Vejo muitos amigos queridos que, dentro desse “sistema de trocas”, acabam abrindo mão da própria dignidade, sofrendo, se sujeitando a situações vexatórias e exploratórias, sempre sob ameaças que os fragilizam emocionalmente e os colocam em posição de subjugação. E até mesmo, em um ciclo inconsciente e vicioso, eles acabam reproduzindo em outros o comportamento opressor do qual são tão vítimas.

Ao contrário do que muito se crê, a dignidade anda junto com a responsabilidade, e ambas andam junto com respeito, com amor-próprio, com honestidade. Se as leis deixam de ser cumpridas, é necessário buscar apoio. Procure o Ministério do Trabalho e do Emprego, a Superintendência Regional do Trabalho, converse com um advogado. Não permita que isso continue acontecendo.

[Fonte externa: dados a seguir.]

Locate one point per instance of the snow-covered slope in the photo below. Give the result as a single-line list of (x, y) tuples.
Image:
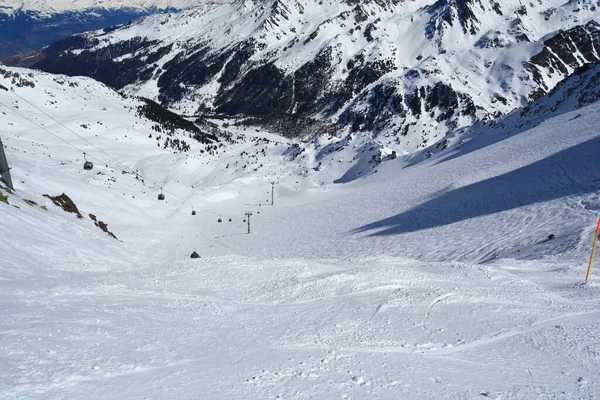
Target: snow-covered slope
[(44, 7), (26, 25), (434, 277), (407, 72)]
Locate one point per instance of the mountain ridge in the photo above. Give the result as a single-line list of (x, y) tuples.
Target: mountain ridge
[(405, 72)]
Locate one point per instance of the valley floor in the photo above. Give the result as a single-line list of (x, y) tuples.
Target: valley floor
[(431, 278)]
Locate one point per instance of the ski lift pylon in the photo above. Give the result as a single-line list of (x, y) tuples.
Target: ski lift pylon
[(87, 165)]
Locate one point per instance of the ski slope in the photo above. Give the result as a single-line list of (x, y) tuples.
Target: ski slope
[(422, 277)]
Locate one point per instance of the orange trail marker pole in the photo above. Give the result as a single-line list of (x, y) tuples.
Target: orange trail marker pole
[(593, 248)]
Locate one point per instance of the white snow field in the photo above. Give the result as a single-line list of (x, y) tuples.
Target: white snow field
[(431, 278)]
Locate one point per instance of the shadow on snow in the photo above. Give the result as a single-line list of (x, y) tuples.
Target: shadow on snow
[(571, 171)]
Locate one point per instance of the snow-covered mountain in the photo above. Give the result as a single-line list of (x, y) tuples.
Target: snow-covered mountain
[(406, 72), (47, 8), (26, 25), (399, 285)]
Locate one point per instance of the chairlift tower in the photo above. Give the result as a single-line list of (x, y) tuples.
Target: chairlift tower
[(248, 214), (273, 192), (4, 168)]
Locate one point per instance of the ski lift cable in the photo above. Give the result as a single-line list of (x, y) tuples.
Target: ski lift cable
[(94, 157), (91, 144), (70, 130), (50, 132)]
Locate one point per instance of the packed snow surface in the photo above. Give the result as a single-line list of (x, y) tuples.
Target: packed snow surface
[(431, 278)]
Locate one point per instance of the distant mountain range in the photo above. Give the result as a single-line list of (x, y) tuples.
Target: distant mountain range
[(405, 72), (26, 25)]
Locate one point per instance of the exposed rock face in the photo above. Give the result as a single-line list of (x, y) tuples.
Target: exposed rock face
[(405, 71), (63, 201), (565, 52)]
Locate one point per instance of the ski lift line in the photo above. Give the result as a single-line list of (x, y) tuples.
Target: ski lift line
[(94, 157), (50, 132), (91, 144), (70, 130), (96, 147)]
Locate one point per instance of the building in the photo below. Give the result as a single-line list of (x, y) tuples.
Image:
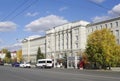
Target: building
[(13, 54), (30, 48), (2, 55), (112, 24), (69, 39)]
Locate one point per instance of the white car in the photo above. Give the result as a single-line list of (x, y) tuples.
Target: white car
[(25, 65), (44, 63)]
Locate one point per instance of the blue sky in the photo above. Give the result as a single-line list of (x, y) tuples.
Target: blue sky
[(23, 18)]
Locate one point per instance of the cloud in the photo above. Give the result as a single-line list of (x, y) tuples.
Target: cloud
[(114, 12), (97, 1), (33, 36), (45, 23), (63, 8), (32, 14), (100, 18), (7, 26), (13, 47)]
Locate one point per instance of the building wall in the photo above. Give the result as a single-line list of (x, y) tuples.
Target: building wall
[(68, 38), (112, 24), (30, 48)]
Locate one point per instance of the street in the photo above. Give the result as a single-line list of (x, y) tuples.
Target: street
[(8, 73)]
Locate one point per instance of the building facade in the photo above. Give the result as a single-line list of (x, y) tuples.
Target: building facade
[(69, 39), (30, 48), (112, 24)]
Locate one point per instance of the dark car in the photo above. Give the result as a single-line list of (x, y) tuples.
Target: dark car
[(1, 63), (15, 64)]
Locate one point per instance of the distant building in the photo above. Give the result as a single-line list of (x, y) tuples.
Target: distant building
[(69, 38), (13, 54), (2, 55), (30, 48), (112, 24)]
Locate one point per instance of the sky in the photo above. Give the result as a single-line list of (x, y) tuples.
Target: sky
[(21, 19)]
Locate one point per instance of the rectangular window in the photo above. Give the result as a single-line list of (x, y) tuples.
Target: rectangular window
[(117, 41), (77, 37), (76, 45), (101, 26), (96, 27), (116, 24), (117, 33), (105, 25)]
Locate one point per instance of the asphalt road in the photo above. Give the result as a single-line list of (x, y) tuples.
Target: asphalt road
[(34, 74)]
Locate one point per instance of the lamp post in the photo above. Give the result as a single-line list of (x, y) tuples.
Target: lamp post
[(28, 49)]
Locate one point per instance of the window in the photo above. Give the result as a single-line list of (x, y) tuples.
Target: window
[(101, 26), (77, 37), (111, 25), (117, 33), (117, 41), (106, 25), (76, 45), (96, 27)]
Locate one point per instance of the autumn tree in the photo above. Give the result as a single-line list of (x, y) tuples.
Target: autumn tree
[(101, 46), (19, 56), (8, 57), (40, 55)]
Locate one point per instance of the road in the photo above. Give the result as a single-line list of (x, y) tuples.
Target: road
[(34, 74)]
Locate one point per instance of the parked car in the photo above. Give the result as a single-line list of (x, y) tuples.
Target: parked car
[(15, 64), (25, 65), (44, 63)]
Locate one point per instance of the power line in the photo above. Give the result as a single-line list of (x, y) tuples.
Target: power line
[(19, 13), (17, 8), (101, 6), (32, 3)]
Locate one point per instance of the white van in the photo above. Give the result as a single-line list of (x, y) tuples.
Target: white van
[(44, 63)]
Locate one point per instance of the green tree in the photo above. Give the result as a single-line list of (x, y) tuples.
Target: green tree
[(101, 47), (39, 54)]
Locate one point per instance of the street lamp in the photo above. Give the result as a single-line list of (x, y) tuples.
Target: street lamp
[(28, 49)]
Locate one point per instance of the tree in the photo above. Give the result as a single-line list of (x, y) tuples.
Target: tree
[(8, 57), (19, 55), (39, 54), (100, 48)]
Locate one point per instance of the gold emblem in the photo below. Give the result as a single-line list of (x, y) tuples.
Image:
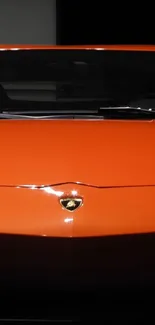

Os meses que se sucederam à minha saída foram duros. Mas são nesses momentos em que percebemos que somos competentes, somos saudáveis, temos amigos, temos colegas, temos família; podemos viver dificuldades, mas não passaremos necessidade.

O ano de 2016 se inicia, ocasionando aqueles desejos de renovação, trazendo fôlego para novas empreitadas. Eu gostaria dizer a todos que sofrem de assédio moral que: não, vocês não são obrigados a passar pelo que estão passando. E não se sujeitar não é rebeldia, não é irresponsabilidade, não é errado; trata-se apenas do respeito que vocês merecem, como trabalhadores, como cidadãos.

E vocês não estão sozinhos.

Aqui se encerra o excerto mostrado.